BellePeppa · 17/12/2022 22:03

I can’t remember as it was twenty years ago but I think I probably felt a little guilt that my first born was no longer going to have my full attention. In no time at all it seemed perfectly normal to have another child in the house though. In all that time they have never fought or fallen out (two boys)

OublietteBravo · 17/12/2022 22:04

Yes. Although actually for me it was stronger before DS was born. It passes. I don’t really think about it at all any more (DD is now 18, and DS is almost 17 - they’re 19 months apart)

Freetodowhatiwant · 17/12/2022 22:06

Yeah I felt so sad for DC1 and the bond that was usually just between us too. I also remember he said ‘but I miss my mummy’ one day when trying to climb onto my knee and I was holding the baby!! Almost broke my heart. But now I have my own bond with each of them. It took a while to stop feeling guilty and also missing DC1 though.
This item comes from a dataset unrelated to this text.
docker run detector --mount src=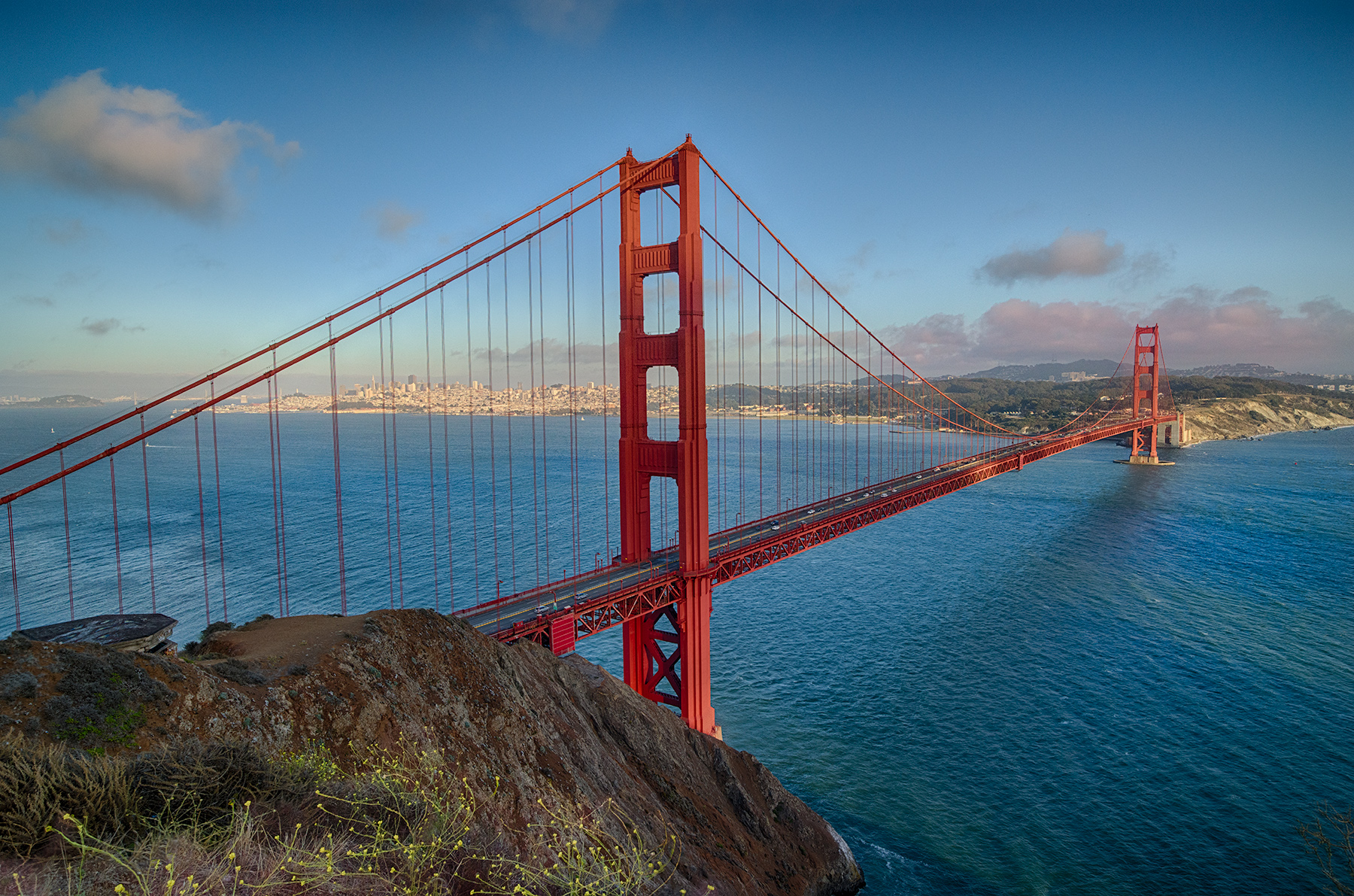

ASimpleLobsterHat · 17/12/2022 22:07

My two are much older now (eldest 13), but seeing how they enjoy each other's company so much (apart from the usuals I long bickering) and how DS1 is his most talkative and open with DS2 makes me so happy that they have each other. I don't think DS1 would have preferred to not have a sibling and have us all to himself, we're nowhere near as much fun as his sibling.